A survey by the safety charity Electrical Safety First found nearly three quarters (74%) of pure-electric and plug-in hybrid drivers were using multi-socket extension leads at home to top up their car’s batteries, rather than using a purpose-built charging point.
More worryingly still, more than half (55.5%) confessed they’d connected multiple extensions leads together — a technique known as “daisy chaining” — in order to charge their cars. This is especially dangerous according to Electrical Safety First, as this considerably increases the the risk of someone receiving an electric shock, or a fire breaking out as a result of the heat caused by overloading the extension leads.
The charity says the prevalence of potentially life-threatening charging techniques could be in part due to a lack of local charging points.
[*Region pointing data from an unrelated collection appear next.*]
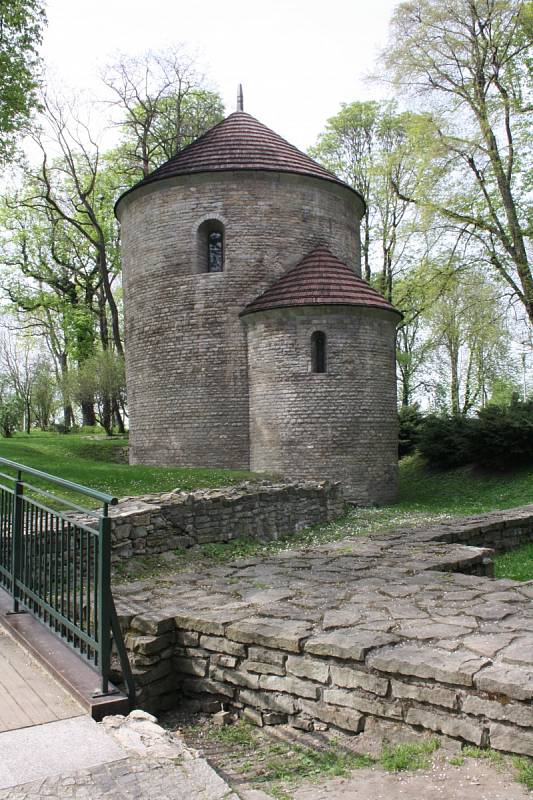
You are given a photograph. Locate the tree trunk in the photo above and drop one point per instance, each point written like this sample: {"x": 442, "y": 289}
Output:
{"x": 119, "y": 422}
{"x": 107, "y": 419}
{"x": 87, "y": 413}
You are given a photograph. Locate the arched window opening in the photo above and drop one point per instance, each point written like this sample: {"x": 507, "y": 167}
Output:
{"x": 211, "y": 246}
{"x": 318, "y": 352}
{"x": 215, "y": 242}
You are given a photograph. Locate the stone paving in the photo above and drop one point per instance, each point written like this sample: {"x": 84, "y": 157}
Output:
{"x": 157, "y": 766}
{"x": 372, "y": 626}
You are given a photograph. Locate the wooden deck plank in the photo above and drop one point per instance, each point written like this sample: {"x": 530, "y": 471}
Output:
{"x": 25, "y": 694}
{"x": 50, "y": 692}
{"x": 28, "y": 694}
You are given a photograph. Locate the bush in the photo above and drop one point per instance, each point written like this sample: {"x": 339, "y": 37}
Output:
{"x": 447, "y": 441}
{"x": 411, "y": 422}
{"x": 503, "y": 435}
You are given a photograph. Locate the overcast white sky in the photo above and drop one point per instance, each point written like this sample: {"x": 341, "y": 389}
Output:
{"x": 297, "y": 59}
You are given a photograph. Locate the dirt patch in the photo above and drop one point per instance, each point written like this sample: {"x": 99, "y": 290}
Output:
{"x": 280, "y": 763}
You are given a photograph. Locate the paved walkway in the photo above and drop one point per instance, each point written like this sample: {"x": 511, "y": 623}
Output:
{"x": 394, "y": 608}
{"x": 28, "y": 695}
{"x": 122, "y": 759}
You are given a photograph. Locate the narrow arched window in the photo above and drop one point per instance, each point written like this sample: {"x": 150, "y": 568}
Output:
{"x": 318, "y": 352}
{"x": 211, "y": 246}
{"x": 215, "y": 243}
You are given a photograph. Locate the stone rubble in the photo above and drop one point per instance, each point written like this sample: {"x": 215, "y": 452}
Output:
{"x": 401, "y": 627}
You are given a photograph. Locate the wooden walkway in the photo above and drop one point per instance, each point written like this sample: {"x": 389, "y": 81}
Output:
{"x": 28, "y": 694}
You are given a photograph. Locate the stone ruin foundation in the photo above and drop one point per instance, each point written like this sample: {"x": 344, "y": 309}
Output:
{"x": 404, "y": 627}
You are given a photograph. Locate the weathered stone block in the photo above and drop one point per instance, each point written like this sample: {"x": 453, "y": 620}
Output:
{"x": 289, "y": 685}
{"x": 266, "y": 656}
{"x": 263, "y": 669}
{"x": 506, "y": 680}
{"x": 199, "y": 685}
{"x": 433, "y": 695}
{"x": 368, "y": 705}
{"x": 285, "y": 635}
{"x": 152, "y": 623}
{"x": 341, "y": 717}
{"x": 161, "y": 670}
{"x": 226, "y": 662}
{"x": 191, "y": 666}
{"x": 517, "y": 713}
{"x": 274, "y": 718}
{"x": 222, "y": 645}
{"x": 264, "y": 700}
{"x": 511, "y": 739}
{"x": 253, "y": 716}
{"x": 350, "y": 678}
{"x": 148, "y": 645}
{"x": 458, "y": 666}
{"x": 350, "y": 643}
{"x": 310, "y": 668}
{"x": 235, "y": 677}
{"x": 447, "y": 723}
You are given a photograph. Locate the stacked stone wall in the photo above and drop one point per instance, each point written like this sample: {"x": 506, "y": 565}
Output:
{"x": 185, "y": 344}
{"x": 359, "y": 630}
{"x": 279, "y": 674}
{"x": 156, "y": 524}
{"x": 340, "y": 424}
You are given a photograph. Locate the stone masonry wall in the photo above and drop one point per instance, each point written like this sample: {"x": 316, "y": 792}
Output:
{"x": 359, "y": 629}
{"x": 185, "y": 344}
{"x": 161, "y": 523}
{"x": 341, "y": 424}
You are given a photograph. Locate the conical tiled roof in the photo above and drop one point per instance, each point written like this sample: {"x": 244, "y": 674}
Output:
{"x": 239, "y": 142}
{"x": 319, "y": 279}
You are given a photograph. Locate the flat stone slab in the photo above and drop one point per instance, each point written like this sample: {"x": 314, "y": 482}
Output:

Of the electric and hybrid car drivers who took part in the study, a third of them said the accessibility of charging points in their area was “not adequate at all”.
This is in part because the roll-out of charging points doesn’t appear to have kept up with demand for pure-electric and plug-in hybrid cars, according to Electrical Safety First. Figures it sourced from the Department for Transport and Zap Map, the charging point mapping service, while the UK’s public charging network more than doubled in size between 2014 and 2018, the numbers of pure-electric and plug-in hybrid cars on the roads increased six-fold over the same time period.
Martyn Allen, Electrical Safety First’s technical director, said: “We warn EV users against giving in to temptation to use standard domestic extension leads to charge their vehicles outside, and never to ‘daisy-chain’ them together.”
He added: “We recommend taking advantage of the Government’s grant scheme which will contribute towards the cost of a specially designed home charging point. This is safer than charging from the mains, using a standard extension lead.”